Social media posts one day out from the game.

* **network**: The social network this post was made from.
* **post**: The text of the post.
* **comments**: The number of comments on the post.
* **reposts**: The number of reposts.
* **likes**: The number of likes the post received.
* **views**: The number of views the post has.
* **published**: When the post was published.

## Caching

This library uses very aggressive caching due to the large data requirements. If the requests are about a recent game (generally in the last 7 days) the caching is bypassed. The caching is as follows:

1. A joblib disk cache that caches calls to pydantic model creation functions. This changes on every version update to keep the models in sync. This is the fastest cache.
2. A requests cache backed by sqlite that caches requests forever.
3. An attempt to find the response is made to the wayback machine, and used if found.

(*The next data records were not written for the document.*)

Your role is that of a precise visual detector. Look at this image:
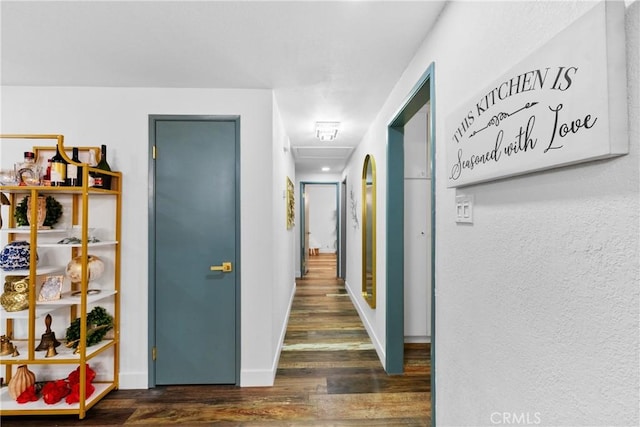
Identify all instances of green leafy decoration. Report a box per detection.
[66,307,113,348]
[13,196,62,227]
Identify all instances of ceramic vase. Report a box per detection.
[9,365,36,400]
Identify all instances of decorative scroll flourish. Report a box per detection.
[469,102,538,138]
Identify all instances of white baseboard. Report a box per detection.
[404,335,431,344]
[240,281,296,387]
[118,372,149,390]
[344,280,387,369]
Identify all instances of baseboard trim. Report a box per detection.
[240,281,296,387]
[344,280,387,369]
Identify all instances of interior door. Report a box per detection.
[154,116,239,385]
[302,187,311,276]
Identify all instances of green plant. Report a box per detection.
[13,196,62,227]
[66,307,113,348]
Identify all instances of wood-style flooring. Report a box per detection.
[0,254,431,427]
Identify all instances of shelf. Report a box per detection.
[0,227,68,234]
[0,265,65,276]
[0,135,122,424]
[0,337,114,365]
[0,289,117,319]
[0,378,115,415]
[38,240,118,248]
[0,186,120,194]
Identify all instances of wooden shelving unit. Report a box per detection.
[0,135,122,419]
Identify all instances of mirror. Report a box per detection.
[362,154,376,308]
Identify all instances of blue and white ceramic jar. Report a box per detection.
[0,240,37,271]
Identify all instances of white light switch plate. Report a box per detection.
[456,195,473,224]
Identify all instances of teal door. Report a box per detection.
[150,116,239,385]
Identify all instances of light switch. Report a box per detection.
[456,195,473,224]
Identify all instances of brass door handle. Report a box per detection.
[210,262,233,273]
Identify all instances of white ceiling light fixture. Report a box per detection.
[316,122,340,141]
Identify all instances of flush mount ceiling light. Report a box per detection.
[316,122,340,141]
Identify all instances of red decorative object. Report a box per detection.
[16,384,40,403]
[40,380,70,405]
[16,365,96,405]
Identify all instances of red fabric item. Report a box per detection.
[16,385,40,403]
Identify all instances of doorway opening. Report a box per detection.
[385,63,436,423]
[300,181,342,277]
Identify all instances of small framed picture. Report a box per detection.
[38,276,64,302]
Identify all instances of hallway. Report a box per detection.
[2,254,430,427]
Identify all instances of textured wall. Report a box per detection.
[347,1,640,426]
[427,2,640,426]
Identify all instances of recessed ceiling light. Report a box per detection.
[316,122,340,141]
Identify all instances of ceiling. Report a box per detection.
[0,0,445,172]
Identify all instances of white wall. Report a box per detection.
[346,1,640,426]
[1,87,293,388]
[272,97,299,377]
[404,105,431,342]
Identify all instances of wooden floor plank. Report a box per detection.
[0,254,431,427]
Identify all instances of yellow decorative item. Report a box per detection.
[66,254,104,283]
[0,276,29,311]
[9,365,36,400]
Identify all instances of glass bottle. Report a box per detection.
[67,147,82,187]
[42,159,51,186]
[17,151,41,185]
[95,144,111,190]
[87,150,98,187]
[51,146,67,187]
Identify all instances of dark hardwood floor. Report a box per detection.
[0,254,431,427]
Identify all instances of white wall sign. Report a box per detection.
[446,1,629,187]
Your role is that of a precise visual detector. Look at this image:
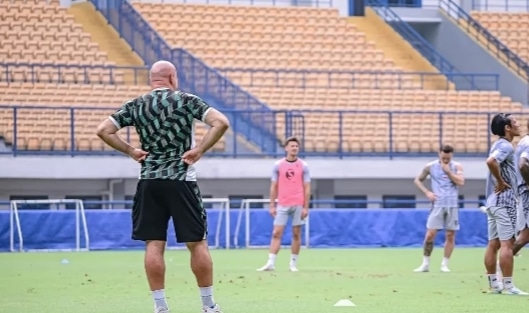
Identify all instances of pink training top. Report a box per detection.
[272,158,310,206]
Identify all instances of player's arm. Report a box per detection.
[187,96,230,153]
[486,144,512,184]
[270,163,279,208]
[303,164,311,210]
[413,165,430,194]
[518,149,529,186]
[96,101,134,155]
[447,163,465,186]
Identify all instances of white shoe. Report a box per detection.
[489,284,503,295]
[201,304,222,313]
[257,263,276,272]
[413,264,430,273]
[502,287,529,296]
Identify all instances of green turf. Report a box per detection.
[0,249,529,313]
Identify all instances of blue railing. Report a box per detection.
[472,0,529,12]
[218,68,499,90]
[380,0,422,8]
[0,197,484,211]
[0,106,525,158]
[366,0,457,73]
[0,62,149,85]
[90,0,277,153]
[0,61,499,89]
[439,0,529,79]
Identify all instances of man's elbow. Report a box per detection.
[219,116,230,131]
[96,125,106,138]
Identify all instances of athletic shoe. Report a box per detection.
[257,263,276,272]
[201,304,222,313]
[413,264,430,273]
[441,264,450,273]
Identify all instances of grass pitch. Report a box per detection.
[0,248,529,313]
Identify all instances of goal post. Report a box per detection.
[166,198,231,250]
[9,199,90,252]
[233,199,310,248]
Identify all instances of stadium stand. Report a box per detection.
[471,11,529,62]
[0,0,225,151]
[134,2,522,152]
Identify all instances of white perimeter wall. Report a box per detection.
[0,179,485,208]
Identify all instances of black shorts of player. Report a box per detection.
[132,179,208,242]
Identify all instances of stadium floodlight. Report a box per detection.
[233,199,310,248]
[9,199,90,252]
[167,198,231,250]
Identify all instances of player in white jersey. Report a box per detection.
[484,113,529,295]
[414,145,465,272]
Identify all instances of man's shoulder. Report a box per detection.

It's very recommended that the user uses proxies defined in the `PROXIES` environment variable. The more proxies the easier it is to collect data.

## Installation :inbox_tray:

This is a python package hosted on pypi, so to install simply run the following command:

`pip install sportsball`

or install using this local repository:

`python setup.py install --old-and-unmanageable`

## Usage example :eyes:

There are many different ways of using sportsball, but we generally recommend the CLI.

### CLI

To fetch a dataframe containing information about a league, you can use the following CLI:

```
sportsball --league=nfl -
```

The final argument denotes the file to write to, in this case `-` is stdout.

### Python

To pull a dataframe containing all the information for a particular league, the following example can be used:

```python
from sportsball import sportsball as spb

ball = spb.SportsBall()
league = ball.league(spb.League.AFL)
df = league.to_frame()
```

This results in a dataframe where each game is represented by all its features.

### Environment

If you wish to use the providers that require API keys, you can create a `.env` file with the following variables inside it:

```
GOOGLE_API_KEY=APIKEY
GRIBSTREAM_API_KEY=APIKEY
X_API_KEY=APIKEY
X_API_SECRET_KEY=APISECRETKEY
X_ACCESS_TOKEN=ACCESSTOKEN
X_ACCESS_TOKEN_SECRET=ACCESSTOKENSECRET
PROXIES=CSVPROXIESLIST
```

## License :memo:

The project is available under the [MIT License](LICENSE).